Maybe in a day or so I'll try again. Sorry for the false start(s) and appologizre to anyone eager to answer if they only had the entire question..basically NEED to use downdraft exaust and need some help/ House is 70yr old sngl story cottage with crawl space and raised deck attached to outside wall. Stove is 4 burner gas. Kitchen dims are approx 10x15 open to 10x12 DR and partially open to 20X25 LR through full wet bar. Can't go straight up or up and out.\] What's my solution ?? Thanks in advance. Grey G
Vindra Baijnauth 04 Aug 2008, 16:58
Hello,
We are currently having our kitchen renovated and the tradespeople want to use an existing roof vent for the kitchen fan exaust fan vent. Should this be done. How will the attic of the kitchen be vented? Please advise. Many thanks
Pat 13 Sep 2008, 13:25
I want to install an exhaust fan in a small office to vent cigarette smoke.

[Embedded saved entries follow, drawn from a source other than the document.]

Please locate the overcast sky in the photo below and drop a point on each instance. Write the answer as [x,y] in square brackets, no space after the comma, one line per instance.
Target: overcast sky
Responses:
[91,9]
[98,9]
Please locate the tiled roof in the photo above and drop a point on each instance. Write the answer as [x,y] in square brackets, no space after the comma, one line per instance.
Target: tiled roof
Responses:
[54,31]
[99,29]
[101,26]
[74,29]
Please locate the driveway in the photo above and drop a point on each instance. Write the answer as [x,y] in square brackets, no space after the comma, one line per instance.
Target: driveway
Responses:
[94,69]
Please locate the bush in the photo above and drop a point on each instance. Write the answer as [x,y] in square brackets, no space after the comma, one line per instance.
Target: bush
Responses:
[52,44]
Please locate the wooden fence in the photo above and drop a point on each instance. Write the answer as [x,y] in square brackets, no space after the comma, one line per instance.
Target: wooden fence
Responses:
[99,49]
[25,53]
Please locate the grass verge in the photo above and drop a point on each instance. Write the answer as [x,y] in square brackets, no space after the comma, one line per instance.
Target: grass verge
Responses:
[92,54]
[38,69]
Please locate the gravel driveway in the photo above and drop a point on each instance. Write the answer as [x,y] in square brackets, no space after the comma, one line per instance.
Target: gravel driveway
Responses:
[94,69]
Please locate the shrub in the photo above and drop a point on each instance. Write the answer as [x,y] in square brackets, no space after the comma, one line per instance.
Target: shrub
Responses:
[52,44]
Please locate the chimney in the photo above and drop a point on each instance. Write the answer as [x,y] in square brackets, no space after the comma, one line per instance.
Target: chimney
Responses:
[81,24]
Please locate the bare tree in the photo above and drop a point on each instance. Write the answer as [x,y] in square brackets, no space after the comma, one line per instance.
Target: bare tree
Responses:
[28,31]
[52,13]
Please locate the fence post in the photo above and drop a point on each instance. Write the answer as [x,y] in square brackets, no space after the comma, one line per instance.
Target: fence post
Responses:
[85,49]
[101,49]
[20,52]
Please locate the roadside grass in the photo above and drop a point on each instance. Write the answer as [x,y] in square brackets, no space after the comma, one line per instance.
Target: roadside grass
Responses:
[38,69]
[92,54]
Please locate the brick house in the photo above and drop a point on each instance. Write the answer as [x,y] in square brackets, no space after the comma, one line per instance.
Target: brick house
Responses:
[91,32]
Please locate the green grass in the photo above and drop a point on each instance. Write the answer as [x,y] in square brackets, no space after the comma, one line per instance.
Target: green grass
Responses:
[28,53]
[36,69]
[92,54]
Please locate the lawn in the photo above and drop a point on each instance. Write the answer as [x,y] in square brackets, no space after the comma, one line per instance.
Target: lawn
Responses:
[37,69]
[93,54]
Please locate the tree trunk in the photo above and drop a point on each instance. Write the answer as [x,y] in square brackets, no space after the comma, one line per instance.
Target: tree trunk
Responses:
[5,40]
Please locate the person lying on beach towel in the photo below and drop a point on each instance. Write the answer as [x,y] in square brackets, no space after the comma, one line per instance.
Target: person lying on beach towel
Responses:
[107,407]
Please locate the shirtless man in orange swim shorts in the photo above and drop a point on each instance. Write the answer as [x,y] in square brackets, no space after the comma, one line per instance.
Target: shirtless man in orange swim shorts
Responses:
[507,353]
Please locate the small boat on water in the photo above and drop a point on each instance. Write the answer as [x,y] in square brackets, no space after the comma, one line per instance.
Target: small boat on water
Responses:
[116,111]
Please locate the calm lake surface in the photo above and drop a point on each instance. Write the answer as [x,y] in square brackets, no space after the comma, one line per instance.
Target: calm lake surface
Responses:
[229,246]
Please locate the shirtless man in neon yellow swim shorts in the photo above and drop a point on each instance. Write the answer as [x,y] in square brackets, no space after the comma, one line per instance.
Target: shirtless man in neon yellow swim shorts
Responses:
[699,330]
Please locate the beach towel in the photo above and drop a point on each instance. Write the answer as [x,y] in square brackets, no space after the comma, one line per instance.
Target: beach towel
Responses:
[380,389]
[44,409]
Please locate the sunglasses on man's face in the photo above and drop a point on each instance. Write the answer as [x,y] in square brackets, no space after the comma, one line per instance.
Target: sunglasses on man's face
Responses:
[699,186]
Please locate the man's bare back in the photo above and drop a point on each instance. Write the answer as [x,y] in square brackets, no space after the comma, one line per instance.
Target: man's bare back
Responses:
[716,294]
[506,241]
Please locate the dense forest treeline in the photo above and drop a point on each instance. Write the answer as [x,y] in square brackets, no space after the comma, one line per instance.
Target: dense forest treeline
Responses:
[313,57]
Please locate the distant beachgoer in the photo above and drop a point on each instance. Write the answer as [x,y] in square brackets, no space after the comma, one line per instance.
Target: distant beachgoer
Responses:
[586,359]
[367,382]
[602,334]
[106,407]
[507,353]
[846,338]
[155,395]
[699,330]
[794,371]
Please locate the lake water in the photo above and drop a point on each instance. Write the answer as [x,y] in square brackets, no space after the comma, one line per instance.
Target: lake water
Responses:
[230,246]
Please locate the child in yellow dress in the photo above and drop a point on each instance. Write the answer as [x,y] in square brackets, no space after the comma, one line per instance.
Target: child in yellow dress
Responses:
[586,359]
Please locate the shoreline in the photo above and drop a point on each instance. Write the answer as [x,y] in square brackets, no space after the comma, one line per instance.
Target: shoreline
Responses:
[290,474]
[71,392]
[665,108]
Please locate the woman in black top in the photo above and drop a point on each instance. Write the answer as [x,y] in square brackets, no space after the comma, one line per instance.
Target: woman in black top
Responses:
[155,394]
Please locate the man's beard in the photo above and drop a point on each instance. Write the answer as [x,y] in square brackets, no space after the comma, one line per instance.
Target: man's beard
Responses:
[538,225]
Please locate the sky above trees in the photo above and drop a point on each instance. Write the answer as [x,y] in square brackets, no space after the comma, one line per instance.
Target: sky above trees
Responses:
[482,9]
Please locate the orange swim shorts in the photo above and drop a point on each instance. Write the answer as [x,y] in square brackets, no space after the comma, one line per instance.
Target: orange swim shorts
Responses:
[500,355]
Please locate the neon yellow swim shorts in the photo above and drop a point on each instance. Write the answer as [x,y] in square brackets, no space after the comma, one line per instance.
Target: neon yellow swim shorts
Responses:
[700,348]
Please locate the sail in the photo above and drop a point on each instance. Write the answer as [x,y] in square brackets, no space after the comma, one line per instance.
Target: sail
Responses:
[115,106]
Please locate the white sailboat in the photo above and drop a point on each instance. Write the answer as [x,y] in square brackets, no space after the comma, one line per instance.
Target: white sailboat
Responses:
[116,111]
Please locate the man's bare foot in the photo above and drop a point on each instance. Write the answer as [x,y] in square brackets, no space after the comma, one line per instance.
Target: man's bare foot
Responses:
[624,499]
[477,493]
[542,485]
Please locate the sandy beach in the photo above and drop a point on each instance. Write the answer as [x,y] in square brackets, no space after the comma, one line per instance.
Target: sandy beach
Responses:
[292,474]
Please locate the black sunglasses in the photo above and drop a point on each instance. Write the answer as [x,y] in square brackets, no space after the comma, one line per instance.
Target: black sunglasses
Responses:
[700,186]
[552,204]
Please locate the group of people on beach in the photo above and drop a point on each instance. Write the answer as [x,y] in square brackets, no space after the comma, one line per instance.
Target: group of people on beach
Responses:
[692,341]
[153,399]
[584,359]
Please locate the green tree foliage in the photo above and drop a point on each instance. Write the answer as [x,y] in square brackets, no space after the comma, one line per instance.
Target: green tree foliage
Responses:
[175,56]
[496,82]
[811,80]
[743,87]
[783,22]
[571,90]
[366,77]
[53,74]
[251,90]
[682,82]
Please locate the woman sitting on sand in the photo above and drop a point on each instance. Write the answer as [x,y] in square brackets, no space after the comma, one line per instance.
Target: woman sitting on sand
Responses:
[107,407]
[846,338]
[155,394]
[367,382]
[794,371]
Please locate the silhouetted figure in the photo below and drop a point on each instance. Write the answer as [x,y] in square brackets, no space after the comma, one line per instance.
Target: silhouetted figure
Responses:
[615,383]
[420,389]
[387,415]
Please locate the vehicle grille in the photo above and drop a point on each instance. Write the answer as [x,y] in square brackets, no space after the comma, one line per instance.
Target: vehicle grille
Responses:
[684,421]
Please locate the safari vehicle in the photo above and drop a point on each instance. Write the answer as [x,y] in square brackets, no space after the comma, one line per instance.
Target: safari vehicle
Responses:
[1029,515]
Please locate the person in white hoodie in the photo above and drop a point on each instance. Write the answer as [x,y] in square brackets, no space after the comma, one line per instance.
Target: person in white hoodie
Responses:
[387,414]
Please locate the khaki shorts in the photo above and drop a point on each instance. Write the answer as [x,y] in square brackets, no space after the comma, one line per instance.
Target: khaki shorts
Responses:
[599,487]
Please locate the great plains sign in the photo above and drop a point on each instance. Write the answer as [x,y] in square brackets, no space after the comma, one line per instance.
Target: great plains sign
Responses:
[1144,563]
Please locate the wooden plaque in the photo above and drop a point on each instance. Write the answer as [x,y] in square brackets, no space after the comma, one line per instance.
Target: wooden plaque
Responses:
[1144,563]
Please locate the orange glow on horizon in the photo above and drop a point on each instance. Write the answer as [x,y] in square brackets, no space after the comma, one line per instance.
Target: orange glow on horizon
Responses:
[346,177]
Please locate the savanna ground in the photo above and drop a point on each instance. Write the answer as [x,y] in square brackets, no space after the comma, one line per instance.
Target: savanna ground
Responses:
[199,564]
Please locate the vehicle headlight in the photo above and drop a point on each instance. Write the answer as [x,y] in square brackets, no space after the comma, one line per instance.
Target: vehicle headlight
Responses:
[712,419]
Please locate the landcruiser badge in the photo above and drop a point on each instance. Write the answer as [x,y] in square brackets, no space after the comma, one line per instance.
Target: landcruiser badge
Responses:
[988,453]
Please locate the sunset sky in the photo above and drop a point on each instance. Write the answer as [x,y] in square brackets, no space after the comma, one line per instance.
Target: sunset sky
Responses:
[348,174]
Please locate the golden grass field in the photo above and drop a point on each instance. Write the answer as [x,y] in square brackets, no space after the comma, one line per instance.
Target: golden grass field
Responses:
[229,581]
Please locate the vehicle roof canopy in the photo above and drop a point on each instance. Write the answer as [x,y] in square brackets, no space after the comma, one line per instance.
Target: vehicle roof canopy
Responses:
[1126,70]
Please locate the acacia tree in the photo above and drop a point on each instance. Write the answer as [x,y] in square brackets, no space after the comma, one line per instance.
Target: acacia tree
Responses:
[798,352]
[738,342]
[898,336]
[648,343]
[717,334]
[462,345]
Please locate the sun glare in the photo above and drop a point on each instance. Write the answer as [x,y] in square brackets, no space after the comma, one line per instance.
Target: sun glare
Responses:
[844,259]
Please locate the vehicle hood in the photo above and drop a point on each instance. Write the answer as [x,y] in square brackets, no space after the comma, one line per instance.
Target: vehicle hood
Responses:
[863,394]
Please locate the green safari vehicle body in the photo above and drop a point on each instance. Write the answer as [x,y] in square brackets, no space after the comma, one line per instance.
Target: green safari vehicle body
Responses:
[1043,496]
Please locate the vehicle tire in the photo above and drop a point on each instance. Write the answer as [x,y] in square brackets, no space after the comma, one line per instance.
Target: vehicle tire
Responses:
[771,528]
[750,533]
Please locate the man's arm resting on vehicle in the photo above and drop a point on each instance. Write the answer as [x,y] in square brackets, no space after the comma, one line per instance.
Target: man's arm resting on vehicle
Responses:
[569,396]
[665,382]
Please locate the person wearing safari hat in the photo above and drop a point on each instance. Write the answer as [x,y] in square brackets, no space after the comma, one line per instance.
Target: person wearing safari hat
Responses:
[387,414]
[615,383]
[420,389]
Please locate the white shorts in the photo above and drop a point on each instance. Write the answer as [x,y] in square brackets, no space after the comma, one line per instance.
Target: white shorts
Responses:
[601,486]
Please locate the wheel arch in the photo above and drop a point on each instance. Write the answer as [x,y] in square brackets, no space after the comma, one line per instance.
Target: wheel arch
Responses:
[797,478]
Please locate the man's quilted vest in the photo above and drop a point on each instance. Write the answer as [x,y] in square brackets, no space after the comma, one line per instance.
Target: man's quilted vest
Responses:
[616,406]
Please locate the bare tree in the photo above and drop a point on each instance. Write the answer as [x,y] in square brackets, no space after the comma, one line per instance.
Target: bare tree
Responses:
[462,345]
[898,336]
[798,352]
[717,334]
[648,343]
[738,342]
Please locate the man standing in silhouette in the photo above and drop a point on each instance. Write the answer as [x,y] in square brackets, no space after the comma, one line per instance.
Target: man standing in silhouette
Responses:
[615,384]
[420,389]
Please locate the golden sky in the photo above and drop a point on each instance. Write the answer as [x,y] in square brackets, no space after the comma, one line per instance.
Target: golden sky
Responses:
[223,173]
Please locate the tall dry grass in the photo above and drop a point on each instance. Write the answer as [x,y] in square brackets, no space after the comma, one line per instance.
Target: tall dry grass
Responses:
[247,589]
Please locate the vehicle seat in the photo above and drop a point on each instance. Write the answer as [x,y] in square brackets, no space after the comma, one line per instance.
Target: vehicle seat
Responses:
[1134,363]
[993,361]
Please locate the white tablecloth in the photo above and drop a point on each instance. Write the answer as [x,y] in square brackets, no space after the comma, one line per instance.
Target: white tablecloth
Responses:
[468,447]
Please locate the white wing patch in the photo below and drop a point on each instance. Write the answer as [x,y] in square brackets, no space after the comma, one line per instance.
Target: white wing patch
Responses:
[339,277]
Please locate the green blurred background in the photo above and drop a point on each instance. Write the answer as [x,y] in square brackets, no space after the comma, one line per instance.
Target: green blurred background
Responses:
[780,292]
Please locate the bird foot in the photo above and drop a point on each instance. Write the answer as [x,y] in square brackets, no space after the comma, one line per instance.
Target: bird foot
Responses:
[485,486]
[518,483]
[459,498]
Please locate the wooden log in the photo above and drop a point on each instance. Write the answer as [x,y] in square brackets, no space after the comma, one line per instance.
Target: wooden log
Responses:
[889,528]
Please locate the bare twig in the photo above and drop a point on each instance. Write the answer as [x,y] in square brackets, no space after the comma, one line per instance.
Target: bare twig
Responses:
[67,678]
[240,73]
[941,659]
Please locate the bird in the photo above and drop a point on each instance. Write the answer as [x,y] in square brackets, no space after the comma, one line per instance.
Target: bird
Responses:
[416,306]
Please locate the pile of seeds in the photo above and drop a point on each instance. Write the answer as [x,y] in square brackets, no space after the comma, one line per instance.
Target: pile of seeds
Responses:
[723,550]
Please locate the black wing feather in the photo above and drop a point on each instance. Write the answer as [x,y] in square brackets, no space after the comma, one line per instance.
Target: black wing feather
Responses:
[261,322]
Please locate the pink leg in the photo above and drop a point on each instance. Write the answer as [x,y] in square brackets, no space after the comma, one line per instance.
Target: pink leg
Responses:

There is currently a small exhaust fan (like in a bathroom), but it is not
adequate at all! The room is 11 x 14 feet and the present hole in the
ceiling is 10 x 10 inches. It is a 2nd floor room and the fan currently
vent through the attic to the outside.
Any advice is greatly appreciated.
Gene 13 Sep 2008, 17:56
Hi Tim,
Read your article again about exhaust fan sizing and ducting the vapors outdoors. Your suggestions are definitely a good idea. As I said before, it's getting the velocity in the duct up high enough that does the most good. There are formulas that will give the proper size duct related to hood size related to the correct velocity that will give the correct cfm so that the correct fan can be selected. Maybe I didn't read close enough the first time because I see you had an HVAC contractor put foil tape around your duct seams. I've seen this before and it is a mistake. The foil tape used for HVAC applications is not suitable for a grease exhaust system application...a misapplication. That metal foil tape is aluminum which burns at about the same temperature as cardboard. If you can't or don't want to weld the seams in a continuous watertight welded joint, I would at least suggest assembling the joint with high temperature fire-rated sealant slip the joint together and secure with sheet metal screws or steel pop-rivets. Then apply another coat of the high temperature fire rated sealant over that. When grease is hot enough to burn, it runs through everything like water and igniting everthing it comes in contact with. By the way the duct should be made of either 18 ga stainless or 16 gauge sheet metal, not the 24 gauge vent pipe stock. Also, regular cleaning (say monthly) will prevent a lot of the potential for a grease fire.
sal 08 Nov 2008, 08:08
I would like an exhaust fan that is quiet. Would an in-line fan work.